The last element to separate was that of living-things. At first, all the life had been spread out through the world, so that the world itself was all alive. But now little pebbles of life formed at the edges of the bubble. They walked on the pebble of stone and drank the water. As more pebbles of stone formed, the living things took them and made a larger place to walk on. As more droplets of water formed, the living things took them and stored them in cracks in the stone. Some living things ate the light, and became plants. Others ate the heat, and became animals.

Another eon passed like this, and within the living world, a new world was formed. It was made of pebbles and water, with wind blowing around it and living things on it, eating the heat and light that were separated out by the stone and water. But the living world felt the bubble eroding it from inside, and decided to kill the new world. So the living world compressed itself, trying to crush and mix all things inside it again.

When the living things saw the world crushing in all around them, they did not wish to die, and wove barriers to stop it. They made a barrier of light-and-dark, and placed this as far away from their world as they could.
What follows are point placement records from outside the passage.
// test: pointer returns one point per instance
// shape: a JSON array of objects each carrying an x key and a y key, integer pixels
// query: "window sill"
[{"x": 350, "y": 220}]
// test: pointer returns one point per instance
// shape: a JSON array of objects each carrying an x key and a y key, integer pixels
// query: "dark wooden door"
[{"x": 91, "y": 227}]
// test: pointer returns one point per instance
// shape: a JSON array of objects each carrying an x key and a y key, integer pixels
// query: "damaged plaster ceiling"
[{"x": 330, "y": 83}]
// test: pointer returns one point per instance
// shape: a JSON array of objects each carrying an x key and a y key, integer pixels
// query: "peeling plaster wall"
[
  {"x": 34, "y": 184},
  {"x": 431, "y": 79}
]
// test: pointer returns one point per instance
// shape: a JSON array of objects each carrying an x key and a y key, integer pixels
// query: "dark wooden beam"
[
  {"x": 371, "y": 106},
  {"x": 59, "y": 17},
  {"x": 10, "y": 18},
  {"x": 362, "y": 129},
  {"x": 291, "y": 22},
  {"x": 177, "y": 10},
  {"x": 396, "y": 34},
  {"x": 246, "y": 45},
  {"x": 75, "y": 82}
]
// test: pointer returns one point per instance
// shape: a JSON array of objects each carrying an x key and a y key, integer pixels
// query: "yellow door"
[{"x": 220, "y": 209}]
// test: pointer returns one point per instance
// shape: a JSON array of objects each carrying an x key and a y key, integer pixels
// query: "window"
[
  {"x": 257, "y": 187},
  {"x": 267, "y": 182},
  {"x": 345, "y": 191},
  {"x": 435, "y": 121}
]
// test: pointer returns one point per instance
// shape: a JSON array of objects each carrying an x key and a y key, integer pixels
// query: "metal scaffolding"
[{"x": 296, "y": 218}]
Then they made a barrier of heat-and-cold, and placed this inside the first. These barriers are called “Sky.” The wind blowing around the world began to push on Sky, making it spin also.

The living world tried to crush Sky, but found that it could not, for a round shape is the strongest and the living world itself had no shape at all. But the currents within the living world, which it made by compressing itself, brushed against Sky and were separated by its motion. Because of this, more pebbles and droplets and heat and light came into the new world through Sky. The new world was growing, and became divided into different Halls, with different amounts of each element.
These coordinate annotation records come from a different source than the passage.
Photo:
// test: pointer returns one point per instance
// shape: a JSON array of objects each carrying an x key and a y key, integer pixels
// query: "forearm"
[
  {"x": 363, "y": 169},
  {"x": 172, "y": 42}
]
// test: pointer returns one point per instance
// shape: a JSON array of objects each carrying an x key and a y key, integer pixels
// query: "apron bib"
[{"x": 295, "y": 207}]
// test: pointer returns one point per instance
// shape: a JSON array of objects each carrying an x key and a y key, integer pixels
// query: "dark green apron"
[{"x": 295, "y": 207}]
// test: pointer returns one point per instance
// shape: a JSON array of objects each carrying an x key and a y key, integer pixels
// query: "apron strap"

Many eons after the Sky was made, the world became big enough for people to live on. As the world grew, the living things grew as well, and finally, they were too large to eat only heat and light. The plants still eat light, but also they eat stone. The animals still eat heat, but also they eat plants. When the time came to build people, all the living things wanted to have the honor of building people, and they fought to gain that honor. Because of the war, plants and animals changed into many different kinds. Some did not want to fight, so they hid in the waters or under the stones or even in the air. But because the animals could eat the plants, they won the war. This is why people are like animals. The plants were jealous of people, and made trees. But the animals had already given the people-minds to the people, and so there were no minds left for the trees. This is why trees have always been the servants of people.

One day, the living world will be all gone. Then there will be no new light and heat coming into this new world through the nodes, and there will be no new stone and water to make the core of the world out of, and there will be no more increase of living things. This is why it is important to learn how to use only as much of each thing as you need: because while right now there is always more, it will not always be so.